Everyone wanted things from the magic frog, and Bobbo, the non-magic frog, would always tell them:

“Gentlemen, and ladies, I am not a frog and I have no magic in me.”

To prove his point, Bobbo would do all kinds of boring things. He would try to eat dry muffins, he would take out his pocket calculator and try to make it do square roots, he would try to eat a complete roll of toilet paper, but he failed, and had to speak to crowds with a roll stuck in between his teeth:

“You see, all of you, I am no frog. And I have no power to do anything. Thank you and good day.”

But people just marveled at his ability to do absolutely nothing of importance throughout his life. Bobbo could not find any happiness or joy in what they said about him because he still remembered all the times his family had laughed at him during his childhood because he was such a woozy goober. Just thinking about laughing would make him go ill with three diarrheas.

The entire population of the town followed Bobbo wherever he went.

If he went to the store to buy circumcisers, they would follow him to help him obtain the best price for his items.

If he went to a restaurant just to use the restroom, they would follow him to the stall and give him pointers.

If he locked himself in his house to have some nice clapping, they would follow him and clap with him.

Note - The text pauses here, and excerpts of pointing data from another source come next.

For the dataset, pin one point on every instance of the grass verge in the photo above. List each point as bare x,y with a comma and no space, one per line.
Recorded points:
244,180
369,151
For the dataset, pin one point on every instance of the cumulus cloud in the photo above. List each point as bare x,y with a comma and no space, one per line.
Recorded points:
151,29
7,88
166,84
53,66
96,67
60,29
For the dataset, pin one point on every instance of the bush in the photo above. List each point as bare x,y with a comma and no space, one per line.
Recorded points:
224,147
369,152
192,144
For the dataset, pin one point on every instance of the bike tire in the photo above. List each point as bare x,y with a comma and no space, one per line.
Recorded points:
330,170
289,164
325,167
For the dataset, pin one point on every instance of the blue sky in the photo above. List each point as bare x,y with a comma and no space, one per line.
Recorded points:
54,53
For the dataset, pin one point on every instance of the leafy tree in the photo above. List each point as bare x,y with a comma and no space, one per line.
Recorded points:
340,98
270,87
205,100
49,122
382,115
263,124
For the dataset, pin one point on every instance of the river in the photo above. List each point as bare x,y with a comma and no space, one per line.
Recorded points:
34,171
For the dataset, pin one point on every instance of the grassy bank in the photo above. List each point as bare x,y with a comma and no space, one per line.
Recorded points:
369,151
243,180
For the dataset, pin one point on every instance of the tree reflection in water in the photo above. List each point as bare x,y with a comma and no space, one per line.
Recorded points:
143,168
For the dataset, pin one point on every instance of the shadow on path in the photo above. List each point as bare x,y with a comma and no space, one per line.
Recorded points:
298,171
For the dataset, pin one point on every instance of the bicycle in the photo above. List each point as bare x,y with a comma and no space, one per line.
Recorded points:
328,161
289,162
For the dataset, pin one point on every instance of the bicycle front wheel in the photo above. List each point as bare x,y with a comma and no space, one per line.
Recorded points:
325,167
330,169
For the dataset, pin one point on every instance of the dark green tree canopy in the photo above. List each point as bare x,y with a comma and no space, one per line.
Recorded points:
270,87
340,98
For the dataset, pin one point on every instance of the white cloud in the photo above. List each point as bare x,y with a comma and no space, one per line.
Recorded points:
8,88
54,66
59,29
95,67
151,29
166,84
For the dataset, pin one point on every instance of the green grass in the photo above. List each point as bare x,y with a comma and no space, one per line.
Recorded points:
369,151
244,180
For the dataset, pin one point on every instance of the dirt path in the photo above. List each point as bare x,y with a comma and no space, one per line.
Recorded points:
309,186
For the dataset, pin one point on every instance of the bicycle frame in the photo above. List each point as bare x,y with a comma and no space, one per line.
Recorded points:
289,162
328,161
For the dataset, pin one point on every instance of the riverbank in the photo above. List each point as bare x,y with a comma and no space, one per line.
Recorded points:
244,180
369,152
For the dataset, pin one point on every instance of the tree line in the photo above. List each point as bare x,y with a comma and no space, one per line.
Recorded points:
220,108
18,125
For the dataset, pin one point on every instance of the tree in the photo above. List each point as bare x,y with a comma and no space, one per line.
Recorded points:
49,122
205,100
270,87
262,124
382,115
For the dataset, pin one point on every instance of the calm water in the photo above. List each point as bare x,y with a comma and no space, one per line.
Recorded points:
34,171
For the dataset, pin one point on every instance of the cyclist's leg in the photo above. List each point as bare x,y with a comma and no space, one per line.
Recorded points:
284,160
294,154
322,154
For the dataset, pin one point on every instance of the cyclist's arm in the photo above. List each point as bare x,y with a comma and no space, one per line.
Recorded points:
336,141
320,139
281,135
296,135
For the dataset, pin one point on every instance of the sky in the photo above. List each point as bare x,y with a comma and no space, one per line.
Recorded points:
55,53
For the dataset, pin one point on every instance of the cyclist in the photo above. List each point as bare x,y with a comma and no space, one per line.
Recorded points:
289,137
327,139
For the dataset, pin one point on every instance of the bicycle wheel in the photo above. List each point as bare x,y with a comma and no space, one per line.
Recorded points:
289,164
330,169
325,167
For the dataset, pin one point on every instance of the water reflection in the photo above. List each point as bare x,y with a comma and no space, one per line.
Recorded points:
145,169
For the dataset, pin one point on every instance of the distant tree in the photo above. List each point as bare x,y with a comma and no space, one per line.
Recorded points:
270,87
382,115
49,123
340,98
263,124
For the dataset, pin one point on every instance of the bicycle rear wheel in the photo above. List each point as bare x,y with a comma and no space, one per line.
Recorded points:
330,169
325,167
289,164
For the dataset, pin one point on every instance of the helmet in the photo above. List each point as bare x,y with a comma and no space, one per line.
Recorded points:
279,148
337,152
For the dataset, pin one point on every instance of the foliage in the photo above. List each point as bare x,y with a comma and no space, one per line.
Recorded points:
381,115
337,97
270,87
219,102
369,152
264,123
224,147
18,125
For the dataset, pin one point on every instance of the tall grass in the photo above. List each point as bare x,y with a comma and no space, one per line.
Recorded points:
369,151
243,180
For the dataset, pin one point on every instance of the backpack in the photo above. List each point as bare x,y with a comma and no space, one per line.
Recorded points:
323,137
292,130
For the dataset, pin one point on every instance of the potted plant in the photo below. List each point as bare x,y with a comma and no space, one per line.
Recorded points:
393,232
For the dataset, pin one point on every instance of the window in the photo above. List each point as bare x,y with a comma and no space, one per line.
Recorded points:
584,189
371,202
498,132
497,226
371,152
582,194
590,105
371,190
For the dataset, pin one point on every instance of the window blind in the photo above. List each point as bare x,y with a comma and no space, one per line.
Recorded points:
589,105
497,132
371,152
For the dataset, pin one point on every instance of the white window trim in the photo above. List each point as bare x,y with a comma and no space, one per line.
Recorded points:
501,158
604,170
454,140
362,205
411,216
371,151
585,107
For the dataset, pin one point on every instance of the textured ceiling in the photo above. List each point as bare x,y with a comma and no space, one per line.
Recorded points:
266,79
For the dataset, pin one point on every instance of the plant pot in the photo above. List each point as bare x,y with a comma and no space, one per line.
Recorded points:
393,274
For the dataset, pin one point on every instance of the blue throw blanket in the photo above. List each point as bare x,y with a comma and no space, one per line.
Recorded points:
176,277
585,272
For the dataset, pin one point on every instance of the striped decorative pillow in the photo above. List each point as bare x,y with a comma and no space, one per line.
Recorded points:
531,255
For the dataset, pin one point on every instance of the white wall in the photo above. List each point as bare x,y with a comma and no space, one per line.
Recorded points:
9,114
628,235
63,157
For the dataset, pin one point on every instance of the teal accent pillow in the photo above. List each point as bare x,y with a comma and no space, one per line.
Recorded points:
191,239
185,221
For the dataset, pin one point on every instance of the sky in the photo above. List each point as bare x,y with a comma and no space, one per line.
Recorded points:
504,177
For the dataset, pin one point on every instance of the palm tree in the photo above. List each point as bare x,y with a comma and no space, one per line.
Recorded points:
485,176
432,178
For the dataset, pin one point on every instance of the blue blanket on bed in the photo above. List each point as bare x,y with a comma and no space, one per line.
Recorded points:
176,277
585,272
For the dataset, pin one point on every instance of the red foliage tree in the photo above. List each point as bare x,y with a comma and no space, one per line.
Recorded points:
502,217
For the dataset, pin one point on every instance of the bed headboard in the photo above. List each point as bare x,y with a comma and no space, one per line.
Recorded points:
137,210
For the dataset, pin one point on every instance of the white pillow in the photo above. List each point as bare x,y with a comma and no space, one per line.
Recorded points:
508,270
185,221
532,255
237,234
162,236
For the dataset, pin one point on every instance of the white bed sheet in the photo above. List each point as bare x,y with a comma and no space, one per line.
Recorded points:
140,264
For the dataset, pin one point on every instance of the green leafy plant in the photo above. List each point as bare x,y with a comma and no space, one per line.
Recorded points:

“I am not a magic frog!” he would say over and over again always trying to put his pants back up, for he enjoyed being naked in his own house. But they all cheered every time he said that.

They were all so happy except for Bobbo. They followed him so much that they stampeded him to death one day in. Everyone cried. They cried and cried so much and so warmly that the tears of everyone who admired him streamed together and formed a little, beautiful heart in the tip of his penis, and then, to the surprise of everyone, his corpse turned into a blue frog and, with one big swoop, flew up, up into the sky.

After that, everyone felt very pleasantly surprised, the kind of surprise that makes one chuckle oddly when reminiscing, and for that, they all put a statue of Bobbo in the hospital where he was born.

I like to write for some reason so I’m doing it here. I’ll try write something every day, and hopefully, get better at it.